Trabalhos de jovens médicos como os doutores Artur Neiva, Carlos Chagas, Belisário Pena e outros, vieram demonstrar que a população roceira do nosso país era vítima desde muito de várias moléstias que a alquebravam fisicamente. Todas elas têm uns nomes rebarbativos que me custam muito a escrever; mas Monteiro Lobato os sabe de cor e salteado e, como ele, hoje muita gente. Conhecias, as moléstias, pelos seus nomes vulgares; papeira, opilação, febres e o mais difícil que tinha na memória era – bócio. Isto, porém, não vem ao caso e não é o importante da questão.
Os identificadores de tais endemias julgam ser necessário um trabalho sistemático para o saneamento dessas regiões afastadas e não são só estas. Aqui, mesmo, nos arredores do Rio de Janeiro, o doutor Belisário Pena achou duzentos e cinqüenta mil habitantes atacados de maleitas, etc. Residi, durante a minha meninice e adolescência, na Ilha do Governador, onde meu pai era administrador das Colônias de Alienados. Pelo meu testemunho, julgo que o doutor Pena tem razão. Lá todos sofriam de febres e logo que fomos, para lá, creio que em 1890 ou 1891, não havia dia em que não houvesse, na nossa casa, um de cama, tremendo com a sezão e delirando de febre. A mim, foram precisas até injeções de quinino.

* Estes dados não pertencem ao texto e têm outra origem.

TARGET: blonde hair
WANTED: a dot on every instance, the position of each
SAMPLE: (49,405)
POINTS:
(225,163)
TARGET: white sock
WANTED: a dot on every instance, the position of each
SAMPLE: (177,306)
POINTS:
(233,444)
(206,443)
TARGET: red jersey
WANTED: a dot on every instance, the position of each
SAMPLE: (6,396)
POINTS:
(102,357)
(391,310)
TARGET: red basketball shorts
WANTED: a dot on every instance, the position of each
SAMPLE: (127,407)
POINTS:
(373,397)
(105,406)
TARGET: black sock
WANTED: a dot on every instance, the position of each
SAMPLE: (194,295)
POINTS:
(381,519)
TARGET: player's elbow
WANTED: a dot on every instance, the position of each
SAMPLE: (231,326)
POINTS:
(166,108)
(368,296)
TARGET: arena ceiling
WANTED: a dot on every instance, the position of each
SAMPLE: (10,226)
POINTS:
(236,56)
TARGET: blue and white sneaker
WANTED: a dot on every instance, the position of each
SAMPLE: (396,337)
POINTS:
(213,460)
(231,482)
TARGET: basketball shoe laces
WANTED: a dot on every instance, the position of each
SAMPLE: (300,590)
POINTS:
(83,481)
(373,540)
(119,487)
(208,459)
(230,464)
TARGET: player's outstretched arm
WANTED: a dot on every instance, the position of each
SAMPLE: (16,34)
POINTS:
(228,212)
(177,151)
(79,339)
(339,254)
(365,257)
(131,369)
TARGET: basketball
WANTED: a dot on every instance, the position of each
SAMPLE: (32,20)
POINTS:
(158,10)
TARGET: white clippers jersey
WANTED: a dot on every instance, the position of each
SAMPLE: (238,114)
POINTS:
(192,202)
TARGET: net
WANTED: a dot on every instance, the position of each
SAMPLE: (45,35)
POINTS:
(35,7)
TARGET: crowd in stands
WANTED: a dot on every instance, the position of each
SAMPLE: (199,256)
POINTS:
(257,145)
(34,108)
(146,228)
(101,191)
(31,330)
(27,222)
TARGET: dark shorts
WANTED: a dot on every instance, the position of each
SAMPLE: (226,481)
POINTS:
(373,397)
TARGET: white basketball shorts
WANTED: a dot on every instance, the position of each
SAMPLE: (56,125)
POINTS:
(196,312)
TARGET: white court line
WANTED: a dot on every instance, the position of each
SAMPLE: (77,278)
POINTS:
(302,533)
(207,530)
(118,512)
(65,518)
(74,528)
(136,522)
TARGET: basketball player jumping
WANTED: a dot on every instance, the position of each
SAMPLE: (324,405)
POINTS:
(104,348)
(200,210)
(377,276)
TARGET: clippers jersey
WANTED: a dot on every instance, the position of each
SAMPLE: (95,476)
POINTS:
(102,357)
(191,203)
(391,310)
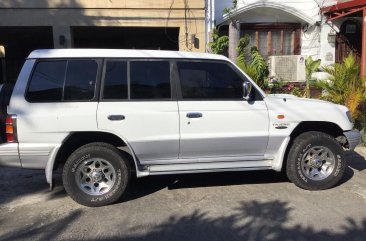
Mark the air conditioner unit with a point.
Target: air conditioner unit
(288, 68)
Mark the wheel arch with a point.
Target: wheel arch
(329, 128)
(77, 139)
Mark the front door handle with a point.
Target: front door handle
(194, 115)
(116, 117)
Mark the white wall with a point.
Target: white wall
(314, 40)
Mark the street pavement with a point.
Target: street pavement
(245, 206)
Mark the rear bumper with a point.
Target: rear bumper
(9, 155)
(353, 138)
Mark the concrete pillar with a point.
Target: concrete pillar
(363, 49)
(234, 35)
(61, 37)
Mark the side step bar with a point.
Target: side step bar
(209, 167)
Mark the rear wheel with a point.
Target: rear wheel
(315, 161)
(96, 175)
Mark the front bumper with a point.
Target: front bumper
(9, 155)
(353, 138)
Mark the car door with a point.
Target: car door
(137, 105)
(215, 120)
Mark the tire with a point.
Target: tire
(315, 161)
(96, 174)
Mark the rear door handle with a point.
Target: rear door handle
(194, 115)
(116, 117)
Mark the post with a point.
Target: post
(234, 35)
(363, 49)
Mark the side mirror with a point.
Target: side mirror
(247, 90)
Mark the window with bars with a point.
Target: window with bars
(273, 39)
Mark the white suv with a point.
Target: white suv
(106, 114)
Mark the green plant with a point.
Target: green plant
(219, 44)
(346, 87)
(311, 66)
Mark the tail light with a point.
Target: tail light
(11, 128)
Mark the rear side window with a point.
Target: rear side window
(63, 80)
(81, 76)
(47, 82)
(209, 80)
(137, 80)
(115, 81)
(150, 79)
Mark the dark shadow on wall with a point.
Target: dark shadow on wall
(19, 41)
(251, 221)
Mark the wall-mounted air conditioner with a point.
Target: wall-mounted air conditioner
(287, 68)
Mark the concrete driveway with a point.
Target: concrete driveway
(216, 206)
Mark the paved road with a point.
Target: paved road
(219, 206)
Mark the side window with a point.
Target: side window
(59, 80)
(80, 80)
(150, 80)
(209, 80)
(47, 82)
(115, 81)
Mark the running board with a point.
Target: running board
(209, 167)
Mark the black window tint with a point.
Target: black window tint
(150, 79)
(80, 80)
(209, 80)
(47, 82)
(115, 80)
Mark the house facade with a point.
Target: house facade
(287, 27)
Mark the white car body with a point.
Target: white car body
(231, 135)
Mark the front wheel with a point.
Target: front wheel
(315, 161)
(96, 174)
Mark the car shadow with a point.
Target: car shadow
(141, 187)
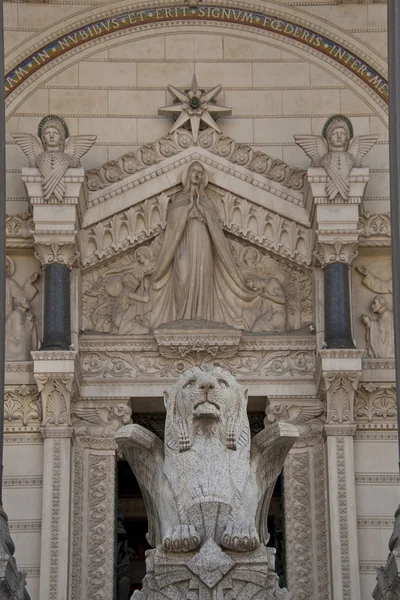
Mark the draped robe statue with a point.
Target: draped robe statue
(196, 275)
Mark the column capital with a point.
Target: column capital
(53, 251)
(336, 251)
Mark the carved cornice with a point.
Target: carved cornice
(55, 390)
(337, 251)
(19, 231)
(216, 143)
(56, 252)
(243, 218)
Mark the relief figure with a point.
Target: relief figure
(269, 311)
(20, 328)
(196, 275)
(380, 331)
(53, 152)
(337, 151)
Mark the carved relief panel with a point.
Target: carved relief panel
(191, 268)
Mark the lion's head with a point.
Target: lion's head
(206, 394)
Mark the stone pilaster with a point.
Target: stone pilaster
(337, 240)
(306, 527)
(54, 374)
(92, 547)
(55, 248)
(341, 371)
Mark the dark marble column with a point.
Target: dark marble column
(337, 306)
(57, 309)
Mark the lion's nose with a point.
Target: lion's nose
(207, 383)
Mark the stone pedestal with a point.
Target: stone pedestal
(54, 242)
(211, 574)
(54, 373)
(341, 371)
(337, 239)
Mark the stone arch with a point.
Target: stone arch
(338, 52)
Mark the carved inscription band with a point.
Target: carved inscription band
(142, 18)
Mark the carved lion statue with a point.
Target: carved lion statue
(208, 480)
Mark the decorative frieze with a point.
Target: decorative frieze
(50, 252)
(336, 252)
(216, 143)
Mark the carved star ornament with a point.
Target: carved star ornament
(195, 105)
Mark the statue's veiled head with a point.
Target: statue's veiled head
(53, 131)
(209, 399)
(195, 177)
(338, 132)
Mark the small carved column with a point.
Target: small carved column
(55, 248)
(341, 371)
(337, 240)
(54, 374)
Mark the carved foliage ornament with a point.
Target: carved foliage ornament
(340, 391)
(56, 252)
(337, 251)
(216, 143)
(55, 390)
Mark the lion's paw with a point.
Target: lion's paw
(240, 537)
(182, 538)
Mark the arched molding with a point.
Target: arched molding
(86, 48)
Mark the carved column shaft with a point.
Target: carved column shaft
(57, 309)
(341, 371)
(337, 306)
(92, 568)
(54, 373)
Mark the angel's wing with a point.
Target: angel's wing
(360, 145)
(315, 146)
(98, 416)
(145, 453)
(76, 146)
(269, 449)
(30, 145)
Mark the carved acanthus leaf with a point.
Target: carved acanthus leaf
(334, 252)
(56, 252)
(100, 420)
(216, 143)
(55, 390)
(375, 402)
(377, 225)
(340, 391)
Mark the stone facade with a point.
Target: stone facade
(94, 216)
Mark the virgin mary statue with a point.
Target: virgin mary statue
(196, 276)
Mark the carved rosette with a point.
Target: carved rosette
(340, 392)
(55, 390)
(337, 251)
(53, 251)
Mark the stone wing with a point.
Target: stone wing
(360, 145)
(269, 449)
(315, 146)
(76, 146)
(144, 452)
(30, 145)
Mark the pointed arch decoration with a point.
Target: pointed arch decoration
(255, 19)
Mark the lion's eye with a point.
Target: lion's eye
(188, 383)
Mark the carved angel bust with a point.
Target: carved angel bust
(53, 152)
(337, 151)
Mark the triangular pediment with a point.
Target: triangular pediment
(251, 205)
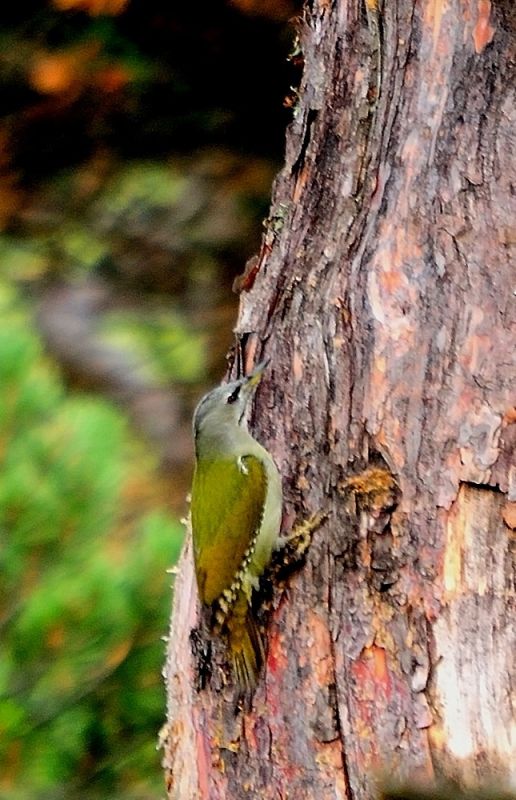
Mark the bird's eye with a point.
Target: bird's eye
(233, 397)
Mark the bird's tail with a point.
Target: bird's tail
(245, 644)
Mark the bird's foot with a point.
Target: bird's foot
(294, 545)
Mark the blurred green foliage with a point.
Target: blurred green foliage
(84, 598)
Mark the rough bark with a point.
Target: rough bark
(385, 296)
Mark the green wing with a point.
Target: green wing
(228, 497)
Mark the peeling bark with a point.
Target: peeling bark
(385, 295)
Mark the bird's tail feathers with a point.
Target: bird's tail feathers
(245, 644)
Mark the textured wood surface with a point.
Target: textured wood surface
(385, 294)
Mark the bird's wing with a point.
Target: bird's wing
(228, 498)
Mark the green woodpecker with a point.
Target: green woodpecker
(236, 517)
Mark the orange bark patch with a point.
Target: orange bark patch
(453, 551)
(372, 673)
(483, 31)
(434, 14)
(509, 515)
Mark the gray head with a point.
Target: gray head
(226, 405)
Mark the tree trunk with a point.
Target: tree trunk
(385, 296)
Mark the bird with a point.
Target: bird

Por esse lado, julgo que ele e os seus auxiliares não falsificam o estado de saúde de nossas populações campestres. Têm toda a razão. O que não concordo com eles, é com o remédio que oferecem. Pelo que leio em seus trabalhos, pelo que a minha experiência pessoal pode me ensinar, me parece que há mais nisso uma questão de higiene domiciliar e de regime alimentar.
A nossa tradicional cabana de sapê e paredes de taipa é condenada e a alimentação dos roceiros é insuficiente, além do mau vestuário e do abandono do calçado.
A cabana de sapê tem origem muito profundamente no nosso tipo de propriedade agrícola – a fazenda. Nascida sob o influxo do regime do trabalho escravo, ela se vai eternizando, sem se modificar, nas suas linhas gerais. Mesmo em terras ultimamente desbravadas e servidas por estradas de ferro, como nessa zona da Noroeste, que Monteiro Lobato deve conhecer melhor do que eu, a fazenda é a forma com que surge a propriedade territorial no Brasil. Ela passa de pais a filhos; é vendida integralmente e quase nunca, ou nunca, se divide. O interesse de seu proprietário é tê-la intacta, para não desvalorizar as suas terras. Deve ter uma parte de matas virgens, outra parte de capoeira, outra de pastagens, tantos alqueires de pés de café, casa de moradia, de colonos, currais, etc.
Para isso, todos aqueles agregados ou coisa que valha, que são admitidos a habitar no latifúndio, têm uma posse precária das terras que usufruem; e, não sei se está isto nas leis, mas nos costumes está, não podem construir casa de telha, para não adquirirem nenhum direito de locação mais estável.
Onde está o remédio, Monteiro Lobato? Creio que procurar meios e modos de fazer desaparecer a “fazenda”.
Construir casas de telhas, para os seus colonos e agregados. Será bom? Examinemos. Os proprietários de latifúndios, tendo mais despesas com os seus miseráveis trabalhadores, esfolarão mais os seus clientes, tirando-lhes ainda mais dos seus míseros salários do que tiravam antigamente. Onde tal coisa irá repercutir? Na alimentação, no vestuário. Estamos, portanto, na mesma.
Em suma, para não me alongar. O problema, conquanto não se possa desprezar a parte médica propriamente dita, é de natureza econômica e social. Precisamos combater o regime capitalista na agricultura, dividir a propriedade agrícola, dar “a propriedade da terra ao que efetivamente cava a terra e planta e não ao doutor vagabundo e parasita,, que vive na “Casa Grande” ou no Rio ou em São Paulo. Já é tempo de fazermos isto e é isto que eu chamaria o “Problema Vital”.